Fashion labels likely see luxury-branded cafes as a way to boost the shopping experience for consumers while conveying brand DNA. The opening of cafes comes at a time when luxury malls are using everything from high-end art to children’s activities to lure shoppers amidst slowing economic growth and luxury sales. In April 2015, fashion label Vivienne Westwood opened its first branded coffee shop in the world at Shanghai’s K11 Art Mall that features Westwood design on everything from the cutlery to the desserts—especially the brand’s signature plaid pattern. Meanwhile, Alfred Dunhill’s Alfie’s restaurant is available at the stores flagships at Parkview Green in Beijing, Prince’s Building in Hong Kong, and Plaza 66 in Shanghai.

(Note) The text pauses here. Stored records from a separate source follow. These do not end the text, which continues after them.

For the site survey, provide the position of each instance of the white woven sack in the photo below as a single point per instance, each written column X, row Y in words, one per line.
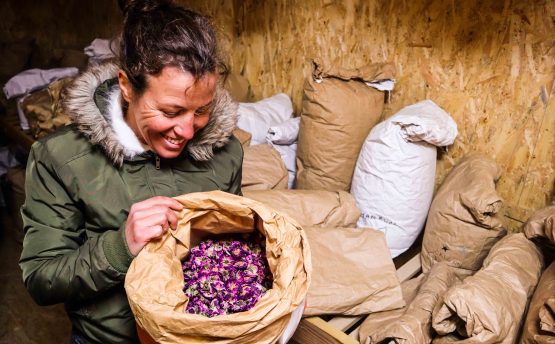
column 393, row 182
column 257, row 118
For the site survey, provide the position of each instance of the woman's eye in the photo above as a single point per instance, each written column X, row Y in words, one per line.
column 202, row 111
column 170, row 114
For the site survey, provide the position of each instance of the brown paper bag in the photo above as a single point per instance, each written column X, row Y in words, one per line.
column 464, row 220
column 312, row 207
column 541, row 226
column 338, row 111
column 414, row 325
column 244, row 137
column 353, row 272
column 539, row 323
column 488, row 307
column 263, row 169
column 154, row 281
column 375, row 321
column 43, row 108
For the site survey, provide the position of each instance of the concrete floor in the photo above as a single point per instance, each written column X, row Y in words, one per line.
column 21, row 320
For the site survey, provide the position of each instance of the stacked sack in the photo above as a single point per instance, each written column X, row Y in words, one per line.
column 352, row 271
column 268, row 163
column 539, row 326
column 394, row 178
column 476, row 283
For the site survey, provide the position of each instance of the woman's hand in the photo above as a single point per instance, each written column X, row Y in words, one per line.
column 148, row 220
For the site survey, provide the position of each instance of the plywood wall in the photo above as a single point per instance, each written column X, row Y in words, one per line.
column 490, row 64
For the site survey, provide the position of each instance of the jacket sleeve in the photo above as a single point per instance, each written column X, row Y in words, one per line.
column 59, row 262
column 237, row 167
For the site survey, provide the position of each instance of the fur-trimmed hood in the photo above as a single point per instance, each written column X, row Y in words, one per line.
column 107, row 127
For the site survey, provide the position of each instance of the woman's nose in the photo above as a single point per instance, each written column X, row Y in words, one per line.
column 184, row 126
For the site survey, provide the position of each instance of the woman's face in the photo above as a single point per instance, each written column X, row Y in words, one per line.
column 172, row 109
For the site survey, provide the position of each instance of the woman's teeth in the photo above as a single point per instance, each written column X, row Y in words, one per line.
column 172, row 140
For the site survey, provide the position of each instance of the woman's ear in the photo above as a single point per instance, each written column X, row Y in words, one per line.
column 125, row 86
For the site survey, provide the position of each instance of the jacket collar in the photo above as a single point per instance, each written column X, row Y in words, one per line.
column 94, row 105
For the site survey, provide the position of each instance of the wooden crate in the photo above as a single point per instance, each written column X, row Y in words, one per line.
column 344, row 329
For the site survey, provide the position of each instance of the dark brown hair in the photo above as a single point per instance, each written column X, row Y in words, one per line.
column 157, row 34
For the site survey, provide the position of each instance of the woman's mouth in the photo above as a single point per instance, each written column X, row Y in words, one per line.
column 173, row 140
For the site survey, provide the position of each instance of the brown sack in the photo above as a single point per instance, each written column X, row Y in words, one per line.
column 43, row 109
column 244, row 137
column 541, row 225
column 352, row 274
column 312, row 207
column 154, row 281
column 414, row 326
column 539, row 329
column 488, row 307
column 338, row 111
column 263, row 169
column 376, row 321
column 464, row 221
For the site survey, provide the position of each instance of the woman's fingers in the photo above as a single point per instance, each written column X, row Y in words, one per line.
column 150, row 219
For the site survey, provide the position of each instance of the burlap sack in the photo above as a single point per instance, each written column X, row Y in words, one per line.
column 43, row 109
column 311, row 207
column 414, row 325
column 541, row 226
column 243, row 137
column 154, row 281
column 353, row 272
column 338, row 111
column 488, row 307
column 464, row 221
column 540, row 329
column 263, row 169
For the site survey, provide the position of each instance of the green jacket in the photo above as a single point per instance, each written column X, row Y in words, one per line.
column 80, row 184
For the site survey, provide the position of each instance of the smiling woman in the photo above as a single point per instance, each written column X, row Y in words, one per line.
column 166, row 116
column 153, row 126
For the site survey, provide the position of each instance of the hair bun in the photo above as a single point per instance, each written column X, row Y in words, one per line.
column 141, row 6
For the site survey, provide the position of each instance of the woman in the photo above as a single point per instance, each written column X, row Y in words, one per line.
column 158, row 125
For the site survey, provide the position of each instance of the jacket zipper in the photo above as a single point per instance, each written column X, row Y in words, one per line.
column 157, row 161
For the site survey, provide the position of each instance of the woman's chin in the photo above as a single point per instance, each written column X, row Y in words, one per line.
column 168, row 153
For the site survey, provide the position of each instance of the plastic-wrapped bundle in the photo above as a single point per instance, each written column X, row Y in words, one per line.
column 488, row 307
column 464, row 220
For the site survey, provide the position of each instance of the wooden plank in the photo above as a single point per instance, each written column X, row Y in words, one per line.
column 354, row 333
column 343, row 323
column 314, row 330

While this trend is happening across Europe and the United States with restaurants like Ralph Lauren’s Polo Bar in New York and Dolce & Gabbana’s Ristorante Gold in Milan, China and Chinese tourist hotspots in East Asia are particularly popular locations for brands to get into the dining business. For example, Chanel’s only branded restaurant, Beige Alain Ducasse Tokyo, is located at Chanel’s Ginza store and features Asian and Western food made under the instruction of the Michelin-star chef. The posh Ginza district is also home to Bulgari’s signature four-story handmade chocolate shop that opened in 2007. Meanwhile, Hermès has its own museum in Seoul with its decadent Cafe Madang attached, a location that features an array of desserts adorned with a chocolate version of the brand’s “H” logo.
In addition to branding purposes, the restaurant business is often seen as an investment for luxury companies as they diversify their revenue—a move that can help keep business stable in austere times. For example, in 2014, LVMH’s Asian investment arm L Capital Asia bought more than a 90 percent controlling stake in Chinese restaurant group Crystal Jade for more than $100 million—prompting Chinese media to point out with glee that this technically means that LVMH now sells steamed buns.

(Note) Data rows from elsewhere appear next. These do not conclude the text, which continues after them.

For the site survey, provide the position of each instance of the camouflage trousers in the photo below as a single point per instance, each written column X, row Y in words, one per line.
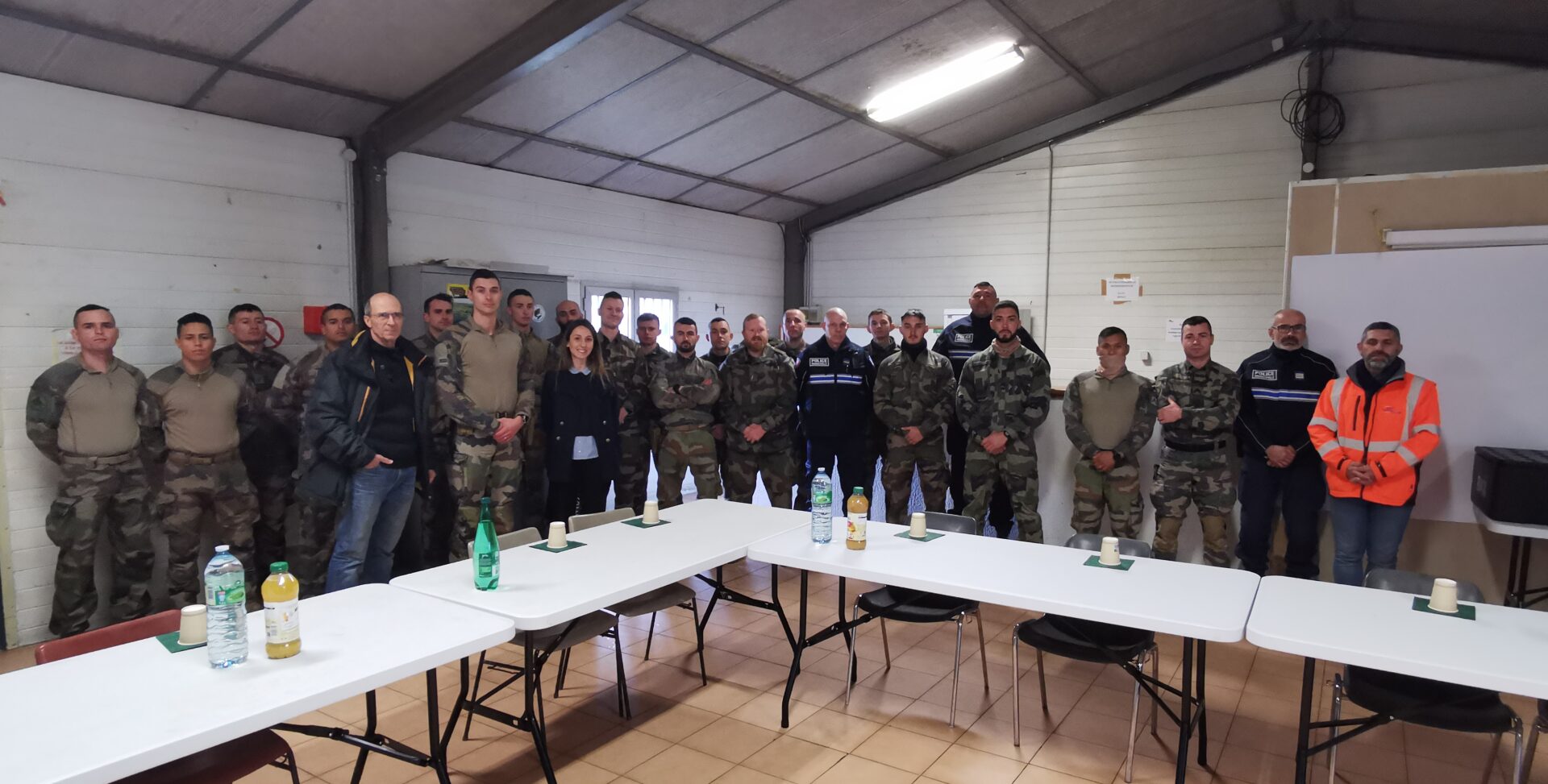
column 1201, row 478
column 1115, row 491
column 99, row 496
column 742, row 471
column 309, row 555
column 206, row 489
column 274, row 494
column 1017, row 471
column 484, row 467
column 897, row 478
column 683, row 449
column 634, row 467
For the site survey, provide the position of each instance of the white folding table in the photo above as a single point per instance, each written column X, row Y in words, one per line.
column 542, row 590
column 110, row 713
column 1199, row 604
column 1500, row 651
column 1522, row 537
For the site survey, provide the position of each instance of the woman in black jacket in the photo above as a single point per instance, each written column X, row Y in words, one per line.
column 580, row 418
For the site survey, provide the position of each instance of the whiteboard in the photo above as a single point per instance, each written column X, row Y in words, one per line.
column 1472, row 321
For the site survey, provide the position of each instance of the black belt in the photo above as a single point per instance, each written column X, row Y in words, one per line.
column 1196, row 447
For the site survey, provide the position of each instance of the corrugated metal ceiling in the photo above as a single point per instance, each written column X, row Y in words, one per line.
column 737, row 106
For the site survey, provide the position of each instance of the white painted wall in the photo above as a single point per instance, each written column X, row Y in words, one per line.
column 445, row 209
column 154, row 212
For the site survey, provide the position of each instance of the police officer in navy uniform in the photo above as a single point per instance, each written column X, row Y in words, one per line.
column 1279, row 464
column 833, row 392
column 959, row 342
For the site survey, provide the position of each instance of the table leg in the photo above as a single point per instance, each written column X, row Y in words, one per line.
column 1184, row 715
column 1309, row 674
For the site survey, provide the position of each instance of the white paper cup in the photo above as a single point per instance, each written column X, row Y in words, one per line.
column 1443, row 597
column 1109, row 553
column 193, row 628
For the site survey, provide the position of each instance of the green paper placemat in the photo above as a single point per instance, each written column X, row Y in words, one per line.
column 570, row 546
column 1122, row 563
column 1463, row 612
column 169, row 641
column 639, row 523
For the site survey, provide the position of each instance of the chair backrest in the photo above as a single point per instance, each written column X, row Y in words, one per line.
column 1418, row 583
column 1093, row 541
column 107, row 636
column 516, row 538
column 949, row 523
column 600, row 518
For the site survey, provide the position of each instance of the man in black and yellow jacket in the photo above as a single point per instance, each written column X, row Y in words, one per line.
column 368, row 421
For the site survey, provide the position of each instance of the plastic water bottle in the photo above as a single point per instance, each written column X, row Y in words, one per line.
column 821, row 508
column 227, row 610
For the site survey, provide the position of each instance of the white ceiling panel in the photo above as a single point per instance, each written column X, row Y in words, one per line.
column 661, row 107
column 287, row 106
column 578, row 77
column 750, row 134
column 389, row 48
column 211, row 27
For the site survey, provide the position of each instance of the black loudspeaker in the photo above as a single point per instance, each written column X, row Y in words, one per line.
column 1511, row 484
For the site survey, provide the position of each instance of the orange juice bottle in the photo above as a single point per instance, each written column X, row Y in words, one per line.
column 281, row 617
column 858, row 509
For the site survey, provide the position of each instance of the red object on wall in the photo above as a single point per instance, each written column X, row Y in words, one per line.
column 311, row 319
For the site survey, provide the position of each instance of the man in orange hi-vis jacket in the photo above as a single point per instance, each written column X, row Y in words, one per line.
column 1374, row 427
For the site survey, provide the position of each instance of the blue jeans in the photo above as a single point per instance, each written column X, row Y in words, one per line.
column 370, row 526
column 1364, row 531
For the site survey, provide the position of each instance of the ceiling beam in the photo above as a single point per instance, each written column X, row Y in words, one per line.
column 556, row 30
column 629, row 160
column 1076, row 122
column 274, row 27
column 1451, row 42
column 1030, row 36
column 785, row 87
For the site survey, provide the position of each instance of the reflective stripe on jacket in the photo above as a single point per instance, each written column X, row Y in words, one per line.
column 1392, row 432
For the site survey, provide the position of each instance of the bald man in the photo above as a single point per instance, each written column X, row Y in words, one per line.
column 1279, row 464
column 370, row 420
column 833, row 390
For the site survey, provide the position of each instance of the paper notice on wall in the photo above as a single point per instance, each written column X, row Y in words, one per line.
column 1122, row 289
column 65, row 345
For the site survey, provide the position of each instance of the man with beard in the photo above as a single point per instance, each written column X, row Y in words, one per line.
column 1372, row 429
column 1200, row 409
column 1002, row 398
column 1110, row 413
column 1279, row 466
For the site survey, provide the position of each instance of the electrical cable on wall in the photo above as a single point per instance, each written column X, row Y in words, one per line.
column 1315, row 116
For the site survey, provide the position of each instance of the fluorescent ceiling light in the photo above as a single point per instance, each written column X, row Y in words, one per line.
column 951, row 77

In addition to restaurants, luxury brands are also getting into the hotel and interior design business in China and throughout Asia. For example, Armani Group will be opening the 65-floor Armani Art Residence in Chengdu in 2016 and is designing the interiors of a Ma Yansong-designed residential project in Beijing’s Central Business District set for completion at the end of 2017. Bulgari has also been on the expansion path with its hotel brand. It has been pursuing extensive marketing efforts to attract Chinese tourists to its property in Bali (such as hosting a Chinese celebrity destination wedding), and will open locations in both Beijing and Shanghai in 2017. Macau is a popular spot for luxury brands to open hotels, with Karl Lagerfeld and Versace both designing opulent properties there.

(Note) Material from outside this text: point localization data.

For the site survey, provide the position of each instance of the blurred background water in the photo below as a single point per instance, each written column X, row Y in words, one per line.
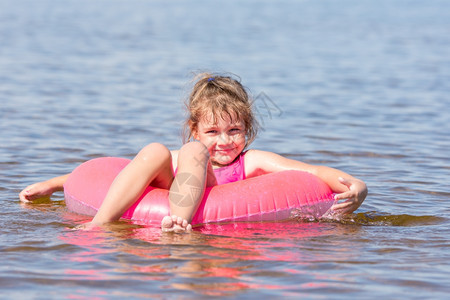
column 361, row 86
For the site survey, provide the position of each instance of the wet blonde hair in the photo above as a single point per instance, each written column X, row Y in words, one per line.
column 219, row 96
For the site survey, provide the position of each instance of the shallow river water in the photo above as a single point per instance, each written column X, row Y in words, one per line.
column 361, row 86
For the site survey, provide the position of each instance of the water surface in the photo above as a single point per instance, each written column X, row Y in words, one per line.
column 357, row 85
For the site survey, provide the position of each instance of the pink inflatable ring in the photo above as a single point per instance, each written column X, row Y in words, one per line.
column 270, row 197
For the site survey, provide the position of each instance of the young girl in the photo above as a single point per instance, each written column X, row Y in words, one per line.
column 219, row 128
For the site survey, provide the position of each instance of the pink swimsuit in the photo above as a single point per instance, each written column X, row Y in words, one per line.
column 231, row 173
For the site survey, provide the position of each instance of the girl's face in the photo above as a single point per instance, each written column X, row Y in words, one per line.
column 224, row 139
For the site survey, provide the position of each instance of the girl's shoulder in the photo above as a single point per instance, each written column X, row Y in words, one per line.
column 257, row 162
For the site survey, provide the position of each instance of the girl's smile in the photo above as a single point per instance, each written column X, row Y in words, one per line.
column 225, row 138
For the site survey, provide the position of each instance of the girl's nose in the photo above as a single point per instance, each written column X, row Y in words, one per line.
column 224, row 139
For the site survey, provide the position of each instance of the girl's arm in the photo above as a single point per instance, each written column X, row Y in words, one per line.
column 43, row 189
column 346, row 186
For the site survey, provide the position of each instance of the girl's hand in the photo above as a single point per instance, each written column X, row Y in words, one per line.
column 355, row 196
column 36, row 191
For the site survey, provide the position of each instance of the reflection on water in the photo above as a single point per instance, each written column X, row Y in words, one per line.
column 358, row 85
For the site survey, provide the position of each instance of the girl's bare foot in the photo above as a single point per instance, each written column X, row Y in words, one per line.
column 175, row 224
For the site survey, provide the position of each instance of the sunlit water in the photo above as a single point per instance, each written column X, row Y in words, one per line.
column 362, row 86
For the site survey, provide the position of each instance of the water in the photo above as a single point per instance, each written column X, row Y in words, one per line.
column 358, row 85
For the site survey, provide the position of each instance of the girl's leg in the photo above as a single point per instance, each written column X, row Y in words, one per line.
column 188, row 186
column 152, row 165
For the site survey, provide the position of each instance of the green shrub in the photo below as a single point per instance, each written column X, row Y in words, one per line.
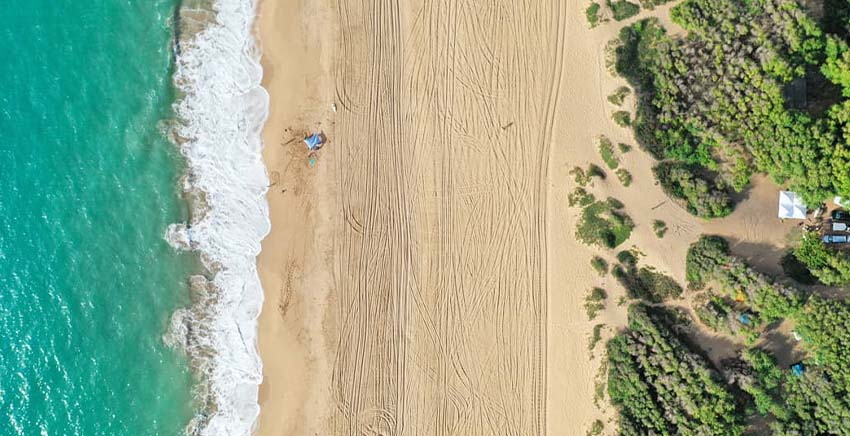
column 798, row 271
column 646, row 284
column 627, row 258
column 584, row 177
column 596, row 428
column 699, row 196
column 595, row 336
column 580, row 197
column 593, row 14
column 622, row 118
column 606, row 151
column 619, row 95
column 622, row 9
column 594, row 170
column 659, row 228
column 831, row 267
column 624, row 176
column 708, row 260
column 660, row 386
column 603, row 223
column 595, row 302
column 600, row 265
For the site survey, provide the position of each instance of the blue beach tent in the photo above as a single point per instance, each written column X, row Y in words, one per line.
column 313, row 141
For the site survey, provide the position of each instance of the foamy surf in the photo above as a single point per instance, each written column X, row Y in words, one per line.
column 221, row 114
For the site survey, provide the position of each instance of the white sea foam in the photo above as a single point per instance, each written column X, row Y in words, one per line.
column 221, row 113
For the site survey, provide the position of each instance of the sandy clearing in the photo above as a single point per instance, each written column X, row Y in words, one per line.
column 422, row 277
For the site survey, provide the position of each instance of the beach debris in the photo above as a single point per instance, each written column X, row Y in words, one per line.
column 314, row 141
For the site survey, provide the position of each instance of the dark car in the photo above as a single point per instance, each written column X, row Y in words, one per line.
column 834, row 239
column 841, row 215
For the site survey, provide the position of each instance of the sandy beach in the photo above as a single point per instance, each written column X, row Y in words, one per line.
column 422, row 274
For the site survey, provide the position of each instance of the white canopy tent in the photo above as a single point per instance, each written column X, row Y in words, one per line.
column 791, row 206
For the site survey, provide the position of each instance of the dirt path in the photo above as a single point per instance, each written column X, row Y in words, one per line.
column 441, row 146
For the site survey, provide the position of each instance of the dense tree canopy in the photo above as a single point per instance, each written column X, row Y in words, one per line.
column 716, row 99
column 661, row 387
column 831, row 267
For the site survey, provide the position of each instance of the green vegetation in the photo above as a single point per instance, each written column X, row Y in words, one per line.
column 720, row 101
column 818, row 401
column 715, row 314
column 619, row 95
column 798, row 271
column 622, row 118
column 600, row 265
column 584, row 177
column 603, row 223
column 594, row 302
column 646, row 284
column 593, row 14
column 660, row 386
column 699, row 196
column 624, row 177
column 596, row 428
column 709, row 260
column 650, row 4
column 831, row 267
column 622, row 9
column 606, row 150
column 595, row 337
column 659, row 228
column 627, row 258
column 580, row 197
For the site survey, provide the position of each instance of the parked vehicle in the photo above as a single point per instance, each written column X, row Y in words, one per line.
column 841, row 215
column 835, row 239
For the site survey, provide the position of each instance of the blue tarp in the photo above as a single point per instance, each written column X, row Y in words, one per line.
column 313, row 141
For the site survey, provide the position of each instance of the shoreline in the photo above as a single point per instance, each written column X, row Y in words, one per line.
column 225, row 185
column 305, row 266
column 293, row 264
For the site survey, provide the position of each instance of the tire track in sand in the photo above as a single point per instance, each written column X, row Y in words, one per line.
column 442, row 150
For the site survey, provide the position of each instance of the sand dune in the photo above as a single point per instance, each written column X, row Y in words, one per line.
column 422, row 277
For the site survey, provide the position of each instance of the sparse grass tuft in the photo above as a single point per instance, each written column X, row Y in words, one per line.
column 595, row 337
column 593, row 14
column 596, row 428
column 595, row 302
column 603, row 223
column 606, row 151
column 624, row 176
column 659, row 228
column 580, row 197
column 619, row 95
column 622, row 118
column 600, row 265
column 622, row 9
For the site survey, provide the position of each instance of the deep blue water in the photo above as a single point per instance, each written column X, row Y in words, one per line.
column 88, row 185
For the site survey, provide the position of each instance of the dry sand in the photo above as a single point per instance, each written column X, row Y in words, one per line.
column 422, row 276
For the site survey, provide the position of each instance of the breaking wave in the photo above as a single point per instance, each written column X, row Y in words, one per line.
column 220, row 112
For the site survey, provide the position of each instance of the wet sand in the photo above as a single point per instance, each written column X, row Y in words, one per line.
column 422, row 275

Brands with a long history focused on fashion or leather goods run a risk of diluting their image if they don’t put the same level of thought and quality into their new ventures as they do their main collections. The key is for brands to provide a dining experience that matches the level of the goods they’re selling, which makes a top chef collaboration like Chanel with Ducasse a smart move. Since a mis-match in quality can deplete the brand’s image, it makes sense to bring in an expert chef and team who can ensure that the brand doesn’t have guests leaving with any bad impressions.